CNN has not been able to independently confirm the newspaper’s reporting. But Ekaterina Sokirianskaia, Russia project director of the International Crisis Group, told CNN that in the last 10 days she had received information from multiple sources in Chechnya about the detention of gay men, including a hairdresser as well as cultural and religious figures.

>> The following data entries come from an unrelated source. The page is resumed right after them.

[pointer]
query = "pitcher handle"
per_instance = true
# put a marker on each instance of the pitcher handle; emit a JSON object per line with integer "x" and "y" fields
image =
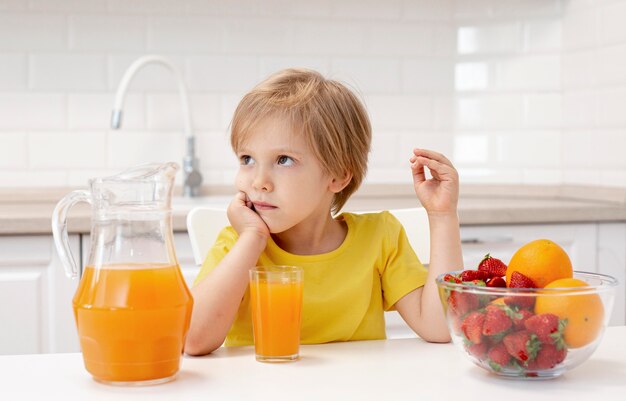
{"x": 59, "y": 230}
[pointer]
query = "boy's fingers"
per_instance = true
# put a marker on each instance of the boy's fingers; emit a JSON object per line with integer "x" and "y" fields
{"x": 431, "y": 154}
{"x": 437, "y": 169}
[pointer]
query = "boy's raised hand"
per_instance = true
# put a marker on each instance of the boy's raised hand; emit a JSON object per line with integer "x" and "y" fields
{"x": 243, "y": 218}
{"x": 440, "y": 194}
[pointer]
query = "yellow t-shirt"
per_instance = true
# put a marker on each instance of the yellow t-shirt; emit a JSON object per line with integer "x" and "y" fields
{"x": 345, "y": 291}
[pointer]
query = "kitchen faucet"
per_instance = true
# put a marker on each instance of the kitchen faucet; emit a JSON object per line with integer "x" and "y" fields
{"x": 193, "y": 178}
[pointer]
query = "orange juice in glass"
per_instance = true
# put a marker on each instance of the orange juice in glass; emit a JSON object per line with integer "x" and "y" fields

Sokirianskaia, a Moscow-based expert on the Caucasus region that includes the Russian republic of Chechnya, said the volume of information made it “almost impossible to believe this is not happening, but it is also very difficult to verify because Chechen society is extremely homophobic.”

She said it was unclear what had triggered the apparent anti-gay campaign.

‘An April Fool’s joke’

Russian President Vladimir Putin’s spokesman, Dmitry Peskov, told CNN on Monday that the reports were “a question for law enforcement — it’s not on the Kremlin’s agenda.”

“We don’t know how much of it is true,” Peskov added. “I’m not an expert in the field of non-traditional sexual orientation.”

He said the Interior Ministry would investigate the report.

The response from Chechnya — an almost entirely Muslim republic, which includes part of Russia’s border with Georgia — was very different. The press secretary of the republic’s Interior Ministry, Magomed Deniev, told Russian media that the report “is probably an April Fool’s joke.”

A spokesman for the Chechen government, Alvi Karimov, told the Russian news agency Interfax that the story in Novaya Gazeta was “an absolute lie.”

But Karimov’s fuller explanation underlined the deeply conservative and intolerant views of the republic’s leadership.

“You can’t detain and harass someone who doesn’t exist in the republic,” he said.

“If there were such people in the Chechen republic, law enforcement wouldn’t have a problem with them because their relatives would send them to a place of no return.”

Karimov appears to have been talking about so-called “honor killings” or the murders of people who offended social conventions by their own families.

‘Climate of fear’

Sokirianskaia at the International Crisis Group said honor killings still happened in Chechnya, and gay men would get no protection from their families, who would see them as a source of shame.

But she said some gay men had left Chechnya and were now beginning to tell their stories to gay rights groups.

She said there was no gay ‘community’ as such in Chechnya. Small groups would connect by phone but ran the risk of discovery because of the monitoring of calls by the Chechen security services.

Gay individuals lived, Sokirianskaia said, in a climate of fear, paranoid about being discovered.

Even human rights officials in Chechnya are unsympathetic on LGBT issues. Heda Saratova, head of the Human Rights Council in Chechnya, dismissed the article in Novaya Gazeta as “spitting into our face, our traditions, our customs.”

Saratova told CNN by phone that “even if people with non-traditional sexual orientation are present in our society, no one would ever know about this. They [gay rights groups] say that they want to hold gay parades here, this is just absurd.”

Ramzan Kadyrov, leader of Chechnya since 2004, has stifled any form of dissent, subduing the separatist movement that fought the Russian army for nearly two decades.

In 2009, Kadyrov said in a newspaper interview that “Prostitution, drugs and gays are the poison of our time. How can Russia support gay clubs?”

“There is a whole system aimed at weakening the country, the will, honor, and spirit,” Kadyrov said of what he considered vices.

He has also spoken favorably of polygamy.

Kadyrov posts social media videos of himself working out and offered to raise a volunteer force to send to Syria to fight on behalf of the regime of President Bashar al-Assad.

LGBT groups across Russia say they are frequently discriminated against, and several of their rallies have been attacked and broken up.

In 2013, Putin signed a law that barred public discussion of gay rights and relationships anywhere that children might hear it. The law has been condemned by Russian and international rights groups.

Human Rights Watch described the anti-gay propaganda law as “a profoundly discriminatory and dangerous bill that is bound to worsen homophobia in Russia.”